Firstly, Thanks for the code.

I had a small doubt with the training process, so while training, you call .backward(retain_graph=True) on eq. 6 and then again .backward() on eq. 12? As per what I understood, you optimize the descriptor and then try to make sure that results are same after detection with the regularization loss. Am I getting this correctly or the process is somewhat different?

``As per what I understood, you optimize the descriptor and then try to make sure that results are same after detection with the regularization loss.'' -- That's right. However, in implementation, we do not call backward() twice, actually, we first calculate the final loss in eq. (12) and call backward() only once.

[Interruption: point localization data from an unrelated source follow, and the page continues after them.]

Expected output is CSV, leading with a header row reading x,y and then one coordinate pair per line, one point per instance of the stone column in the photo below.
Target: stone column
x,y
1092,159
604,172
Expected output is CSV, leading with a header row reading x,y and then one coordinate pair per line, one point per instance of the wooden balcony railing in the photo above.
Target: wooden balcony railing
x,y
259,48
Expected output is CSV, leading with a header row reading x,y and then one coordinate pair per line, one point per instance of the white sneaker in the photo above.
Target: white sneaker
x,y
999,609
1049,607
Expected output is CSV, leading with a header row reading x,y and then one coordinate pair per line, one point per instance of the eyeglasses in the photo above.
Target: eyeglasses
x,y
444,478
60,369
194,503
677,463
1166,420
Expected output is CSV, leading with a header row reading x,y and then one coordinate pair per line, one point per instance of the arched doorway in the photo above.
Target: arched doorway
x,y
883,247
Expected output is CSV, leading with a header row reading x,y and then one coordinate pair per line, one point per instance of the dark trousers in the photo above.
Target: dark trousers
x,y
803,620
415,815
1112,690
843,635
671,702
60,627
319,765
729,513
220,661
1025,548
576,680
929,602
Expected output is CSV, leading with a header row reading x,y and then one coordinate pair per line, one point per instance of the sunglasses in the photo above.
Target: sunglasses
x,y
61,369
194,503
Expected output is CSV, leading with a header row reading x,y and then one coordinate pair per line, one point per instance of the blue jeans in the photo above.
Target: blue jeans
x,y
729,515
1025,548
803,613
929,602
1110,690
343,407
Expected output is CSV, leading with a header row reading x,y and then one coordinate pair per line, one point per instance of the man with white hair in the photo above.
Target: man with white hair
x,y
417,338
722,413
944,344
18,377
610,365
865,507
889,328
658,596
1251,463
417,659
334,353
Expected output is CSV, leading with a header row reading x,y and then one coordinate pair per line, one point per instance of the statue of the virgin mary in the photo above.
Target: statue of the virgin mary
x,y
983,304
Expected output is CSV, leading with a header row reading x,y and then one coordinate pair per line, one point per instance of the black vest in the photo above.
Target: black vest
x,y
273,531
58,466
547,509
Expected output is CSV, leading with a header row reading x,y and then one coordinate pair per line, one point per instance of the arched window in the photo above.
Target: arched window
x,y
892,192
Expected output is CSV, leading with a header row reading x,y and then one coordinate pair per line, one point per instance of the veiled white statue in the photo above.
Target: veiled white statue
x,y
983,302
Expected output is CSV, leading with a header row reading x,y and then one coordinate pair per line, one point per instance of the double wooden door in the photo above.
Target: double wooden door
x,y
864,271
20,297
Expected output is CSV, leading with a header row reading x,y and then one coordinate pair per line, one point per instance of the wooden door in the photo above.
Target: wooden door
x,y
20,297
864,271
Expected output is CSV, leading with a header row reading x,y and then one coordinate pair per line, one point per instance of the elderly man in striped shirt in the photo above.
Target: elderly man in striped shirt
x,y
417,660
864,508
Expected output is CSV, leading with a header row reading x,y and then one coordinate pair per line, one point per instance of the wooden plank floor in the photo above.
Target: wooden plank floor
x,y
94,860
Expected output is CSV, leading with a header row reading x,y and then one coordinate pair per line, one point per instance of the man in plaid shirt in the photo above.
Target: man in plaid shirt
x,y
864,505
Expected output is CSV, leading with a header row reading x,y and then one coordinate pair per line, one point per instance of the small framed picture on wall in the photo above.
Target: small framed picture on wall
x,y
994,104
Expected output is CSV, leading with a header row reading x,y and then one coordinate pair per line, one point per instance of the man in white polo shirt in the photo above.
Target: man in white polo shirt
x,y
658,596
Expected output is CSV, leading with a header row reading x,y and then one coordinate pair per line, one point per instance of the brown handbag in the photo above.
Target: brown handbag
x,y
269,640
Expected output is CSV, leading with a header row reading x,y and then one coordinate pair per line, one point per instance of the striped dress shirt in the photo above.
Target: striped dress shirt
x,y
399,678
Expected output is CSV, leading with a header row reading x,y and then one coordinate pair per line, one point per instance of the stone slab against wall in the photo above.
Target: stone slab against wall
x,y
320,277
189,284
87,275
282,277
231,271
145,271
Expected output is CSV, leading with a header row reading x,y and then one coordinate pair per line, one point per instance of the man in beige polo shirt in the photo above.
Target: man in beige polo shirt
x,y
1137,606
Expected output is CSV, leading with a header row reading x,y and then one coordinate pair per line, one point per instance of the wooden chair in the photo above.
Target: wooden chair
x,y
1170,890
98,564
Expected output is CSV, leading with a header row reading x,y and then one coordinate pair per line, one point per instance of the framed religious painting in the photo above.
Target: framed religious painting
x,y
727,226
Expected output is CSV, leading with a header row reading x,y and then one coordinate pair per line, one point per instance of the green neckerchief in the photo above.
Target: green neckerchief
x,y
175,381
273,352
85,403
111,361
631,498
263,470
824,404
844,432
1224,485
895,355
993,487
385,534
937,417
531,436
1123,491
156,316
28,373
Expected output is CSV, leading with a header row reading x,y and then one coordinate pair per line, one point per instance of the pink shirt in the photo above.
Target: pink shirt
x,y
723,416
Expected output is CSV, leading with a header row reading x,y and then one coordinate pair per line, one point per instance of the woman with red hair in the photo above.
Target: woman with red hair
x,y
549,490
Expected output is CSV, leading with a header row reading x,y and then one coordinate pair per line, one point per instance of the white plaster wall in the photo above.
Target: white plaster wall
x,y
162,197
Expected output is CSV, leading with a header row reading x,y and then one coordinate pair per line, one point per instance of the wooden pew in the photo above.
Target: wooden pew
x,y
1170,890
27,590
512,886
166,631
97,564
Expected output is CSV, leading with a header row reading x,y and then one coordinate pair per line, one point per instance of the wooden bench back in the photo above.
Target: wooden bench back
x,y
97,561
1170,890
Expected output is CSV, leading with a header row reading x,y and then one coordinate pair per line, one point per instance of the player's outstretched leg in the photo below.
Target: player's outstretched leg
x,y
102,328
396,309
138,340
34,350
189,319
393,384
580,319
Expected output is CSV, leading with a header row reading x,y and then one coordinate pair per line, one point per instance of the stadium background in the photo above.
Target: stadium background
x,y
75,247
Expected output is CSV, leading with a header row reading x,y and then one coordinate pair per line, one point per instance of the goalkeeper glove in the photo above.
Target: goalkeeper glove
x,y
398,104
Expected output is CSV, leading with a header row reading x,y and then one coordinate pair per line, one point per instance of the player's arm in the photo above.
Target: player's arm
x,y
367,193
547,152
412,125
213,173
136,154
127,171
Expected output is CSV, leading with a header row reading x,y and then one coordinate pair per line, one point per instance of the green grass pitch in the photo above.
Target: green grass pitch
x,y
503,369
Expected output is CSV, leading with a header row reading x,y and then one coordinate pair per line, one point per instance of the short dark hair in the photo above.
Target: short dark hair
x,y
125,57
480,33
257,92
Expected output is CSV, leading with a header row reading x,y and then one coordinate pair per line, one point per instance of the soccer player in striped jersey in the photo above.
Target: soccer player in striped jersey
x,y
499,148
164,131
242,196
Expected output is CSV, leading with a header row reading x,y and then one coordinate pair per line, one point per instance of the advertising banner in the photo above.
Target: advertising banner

Oh okay, but then how do you make sure the descriptor is optimized, I mean one would need to apply the gradients from eq 6 initially right? So that with the 2nd pass (the pass to make sure detections are the same) happens, we have an optimized descriptor. Do you have different optimizers for the descriptions and detections?

You should regard this as a multi-task learning process.

The first task is to optimize the descriptor, which will update the backbone network N_b and the descriptor branch N_des. This task is performed by minimizing the loss L_des which is eq. (6).

The second task is to maintain the detector unchanged. As the detector branch N_det relies on the backbone N_b, if we do nothing, the detection output will change unexpectedly. This task is performed by minimizing the loss L'_det which is eq. (10).

Under the multi-task learning framework, we can minimize both these two losses as in eq. (12). For our case, it is easy to perform this multi-task learning process using the SGD method, as $\frac {\partial L_1}{\partial w} = \frac{\partial L_{des}}{\partial w} + \alpha \frac{\partial L'_{det}}{\partial w}$ (this is an in-line latex equation), where w is the weight. In the implementation, we can implement this using a modern deep-learning framework easily. For example, we use pytorch, you can let loss1 = loss_des + alpha * loss_p_det, loss1.backward(), optimizer.step(). Acctually, in pytorch, if you call backward() more than one times, the gradient of each weight will be accumulated, so the code also can be loss_des.backward(), loss_p_det = alpha * loss_p_det, loss_p_det.backward(), optimizer.step().

Thanks a lot for your quick and detailed response, this solves my problem.